That's the unnerving situation for "The Salt of Life's" tragicomic hero, Gianni (played by the film's 63-year-old director, Gianni Di Gregorio), a pensioner in his 50s. With little to do but cater to the expensive whims of his imperious mother (a savvy turn by 96-year-old actress Valeria de Franciscis Bendoni), Gianni wonders what happened to his appeal and vitality in a Rome ripe, as ever in Italian cinema, with voluptuous beauties.

A follow-up to Di Gregorio's thematically similar "Mid-August Lunch" (2010), "The Salt of Life" finds gentle comedy in the dilemma of a still warm-blooded if sexually marginalized fellow for whom kindness is second nature and lecherousness is alien.

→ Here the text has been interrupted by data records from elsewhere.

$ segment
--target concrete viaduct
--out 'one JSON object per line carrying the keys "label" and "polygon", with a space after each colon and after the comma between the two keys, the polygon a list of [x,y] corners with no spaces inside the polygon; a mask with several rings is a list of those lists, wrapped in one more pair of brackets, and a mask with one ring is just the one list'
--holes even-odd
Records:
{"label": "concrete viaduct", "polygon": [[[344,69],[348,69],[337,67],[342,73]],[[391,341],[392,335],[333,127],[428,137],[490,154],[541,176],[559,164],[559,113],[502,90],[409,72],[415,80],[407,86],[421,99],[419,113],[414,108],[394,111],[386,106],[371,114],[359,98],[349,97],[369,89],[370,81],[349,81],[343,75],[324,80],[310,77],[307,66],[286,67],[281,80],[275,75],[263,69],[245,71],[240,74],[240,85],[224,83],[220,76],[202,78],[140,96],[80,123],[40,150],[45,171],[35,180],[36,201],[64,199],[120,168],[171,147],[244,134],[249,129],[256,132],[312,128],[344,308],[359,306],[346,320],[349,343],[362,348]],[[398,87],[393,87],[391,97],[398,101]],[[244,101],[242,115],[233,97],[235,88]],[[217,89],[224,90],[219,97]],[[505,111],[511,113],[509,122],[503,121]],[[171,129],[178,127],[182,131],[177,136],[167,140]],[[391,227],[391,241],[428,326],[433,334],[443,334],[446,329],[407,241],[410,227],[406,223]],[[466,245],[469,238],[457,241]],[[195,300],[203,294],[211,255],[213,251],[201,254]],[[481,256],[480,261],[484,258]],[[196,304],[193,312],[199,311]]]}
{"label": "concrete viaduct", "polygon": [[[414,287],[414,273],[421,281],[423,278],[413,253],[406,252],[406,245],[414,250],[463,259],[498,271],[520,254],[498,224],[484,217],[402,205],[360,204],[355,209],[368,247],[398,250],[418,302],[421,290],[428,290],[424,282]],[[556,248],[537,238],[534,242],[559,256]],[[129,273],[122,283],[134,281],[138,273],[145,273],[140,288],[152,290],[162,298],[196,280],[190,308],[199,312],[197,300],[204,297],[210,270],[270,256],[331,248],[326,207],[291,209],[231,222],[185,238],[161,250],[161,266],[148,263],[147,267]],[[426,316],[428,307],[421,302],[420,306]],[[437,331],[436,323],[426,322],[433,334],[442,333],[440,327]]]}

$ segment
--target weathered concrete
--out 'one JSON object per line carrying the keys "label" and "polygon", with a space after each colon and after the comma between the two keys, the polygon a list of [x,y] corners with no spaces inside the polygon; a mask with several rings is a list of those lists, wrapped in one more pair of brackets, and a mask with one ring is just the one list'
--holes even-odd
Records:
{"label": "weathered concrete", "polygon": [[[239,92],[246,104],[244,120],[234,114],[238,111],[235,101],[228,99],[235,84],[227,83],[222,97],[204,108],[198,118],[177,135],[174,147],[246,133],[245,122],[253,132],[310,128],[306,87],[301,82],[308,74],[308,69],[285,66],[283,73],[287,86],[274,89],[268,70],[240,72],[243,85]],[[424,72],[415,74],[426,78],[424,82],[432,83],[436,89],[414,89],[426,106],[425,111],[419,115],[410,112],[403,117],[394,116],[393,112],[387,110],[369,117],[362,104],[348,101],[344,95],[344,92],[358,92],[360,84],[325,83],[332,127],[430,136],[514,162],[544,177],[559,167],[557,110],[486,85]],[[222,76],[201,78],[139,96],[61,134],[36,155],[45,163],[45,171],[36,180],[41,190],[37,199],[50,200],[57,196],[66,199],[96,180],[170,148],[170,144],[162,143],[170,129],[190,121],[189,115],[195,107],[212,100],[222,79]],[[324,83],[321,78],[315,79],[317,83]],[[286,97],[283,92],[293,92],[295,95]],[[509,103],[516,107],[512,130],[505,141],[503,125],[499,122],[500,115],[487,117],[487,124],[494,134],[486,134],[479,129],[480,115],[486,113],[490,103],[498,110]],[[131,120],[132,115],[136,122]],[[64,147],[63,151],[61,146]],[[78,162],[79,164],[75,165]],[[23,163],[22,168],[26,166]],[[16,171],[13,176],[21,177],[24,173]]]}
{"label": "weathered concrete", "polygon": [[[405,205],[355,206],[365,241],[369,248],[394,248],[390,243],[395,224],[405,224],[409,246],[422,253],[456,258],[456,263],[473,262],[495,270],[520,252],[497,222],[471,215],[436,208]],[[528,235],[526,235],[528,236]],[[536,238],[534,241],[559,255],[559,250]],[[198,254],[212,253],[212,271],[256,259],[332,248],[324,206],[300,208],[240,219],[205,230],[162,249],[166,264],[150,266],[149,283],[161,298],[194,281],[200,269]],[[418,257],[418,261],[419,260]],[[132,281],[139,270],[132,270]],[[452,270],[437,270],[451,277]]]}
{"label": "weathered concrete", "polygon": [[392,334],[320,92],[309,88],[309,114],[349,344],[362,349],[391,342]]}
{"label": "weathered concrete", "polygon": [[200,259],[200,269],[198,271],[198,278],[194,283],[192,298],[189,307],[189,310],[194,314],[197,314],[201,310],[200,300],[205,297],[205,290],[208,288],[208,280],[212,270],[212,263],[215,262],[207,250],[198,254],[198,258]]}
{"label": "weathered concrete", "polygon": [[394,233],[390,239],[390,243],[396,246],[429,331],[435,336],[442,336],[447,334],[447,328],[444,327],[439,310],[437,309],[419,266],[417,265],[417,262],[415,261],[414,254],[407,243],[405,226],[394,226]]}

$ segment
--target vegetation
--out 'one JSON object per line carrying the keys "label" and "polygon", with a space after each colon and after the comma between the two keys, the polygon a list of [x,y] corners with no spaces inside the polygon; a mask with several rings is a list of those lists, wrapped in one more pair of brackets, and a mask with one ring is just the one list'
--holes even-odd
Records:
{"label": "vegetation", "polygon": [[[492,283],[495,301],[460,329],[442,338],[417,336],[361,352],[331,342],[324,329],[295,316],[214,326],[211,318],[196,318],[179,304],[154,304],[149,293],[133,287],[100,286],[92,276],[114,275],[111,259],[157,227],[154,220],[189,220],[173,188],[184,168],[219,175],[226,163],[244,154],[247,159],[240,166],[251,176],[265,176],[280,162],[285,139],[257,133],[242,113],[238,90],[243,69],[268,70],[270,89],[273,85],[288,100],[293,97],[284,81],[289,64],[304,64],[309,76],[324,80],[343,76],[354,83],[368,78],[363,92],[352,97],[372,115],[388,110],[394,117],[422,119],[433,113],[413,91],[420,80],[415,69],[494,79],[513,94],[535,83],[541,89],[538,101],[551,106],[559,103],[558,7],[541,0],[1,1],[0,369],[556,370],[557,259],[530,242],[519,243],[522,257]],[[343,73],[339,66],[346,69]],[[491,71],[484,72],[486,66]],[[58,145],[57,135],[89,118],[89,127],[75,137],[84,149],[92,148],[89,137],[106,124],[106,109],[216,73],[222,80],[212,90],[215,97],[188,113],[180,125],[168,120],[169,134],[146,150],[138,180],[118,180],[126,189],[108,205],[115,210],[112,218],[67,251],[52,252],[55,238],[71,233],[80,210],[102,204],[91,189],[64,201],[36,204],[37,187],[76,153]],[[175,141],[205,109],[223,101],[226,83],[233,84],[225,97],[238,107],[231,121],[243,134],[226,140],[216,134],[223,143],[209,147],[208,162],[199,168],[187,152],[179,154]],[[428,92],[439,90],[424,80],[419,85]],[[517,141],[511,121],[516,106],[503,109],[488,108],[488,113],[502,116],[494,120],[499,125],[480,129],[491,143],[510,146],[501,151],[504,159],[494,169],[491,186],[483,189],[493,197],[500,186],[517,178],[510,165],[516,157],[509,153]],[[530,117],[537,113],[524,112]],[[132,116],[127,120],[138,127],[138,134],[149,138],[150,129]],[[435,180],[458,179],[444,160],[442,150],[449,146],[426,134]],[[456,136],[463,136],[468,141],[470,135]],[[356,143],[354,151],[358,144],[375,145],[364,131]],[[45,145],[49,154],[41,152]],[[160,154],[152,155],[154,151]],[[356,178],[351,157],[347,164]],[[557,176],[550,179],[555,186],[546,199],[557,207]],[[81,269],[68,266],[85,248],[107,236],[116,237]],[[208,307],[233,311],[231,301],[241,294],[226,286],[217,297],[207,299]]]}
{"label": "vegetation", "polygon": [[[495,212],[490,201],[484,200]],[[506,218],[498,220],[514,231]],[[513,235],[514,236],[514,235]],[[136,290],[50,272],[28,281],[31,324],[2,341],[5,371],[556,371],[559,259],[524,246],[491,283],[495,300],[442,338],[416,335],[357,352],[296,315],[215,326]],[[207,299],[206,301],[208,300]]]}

Stuck in a platonic relationship with his wife (Elisabetta Piccolomini) and reluctantly befriending the slacker boyfriend (Michelangelo Ciminale) of his daughter (the director's real-life offspring, Teresa Di Gregorio), Gianni drifts along, making emergency runs to adjust his mother's television.

Yet his days, as captured by Di Gregorio's appreciative camera, are filled with longing for his city's beguiling women. Gianni finds little consolation with lovely friends — including a neighboring party girl and an old flame — who appreciate him with unspoken wistfulness but see him as a ghost.

Di Gregorio has a sympathetic and hangdog-funny presence throughout. But he becomes something more in the film's final scene, an unsettling visual fantasia capturing the creeping disorientation to life that comes, inexorably, with time.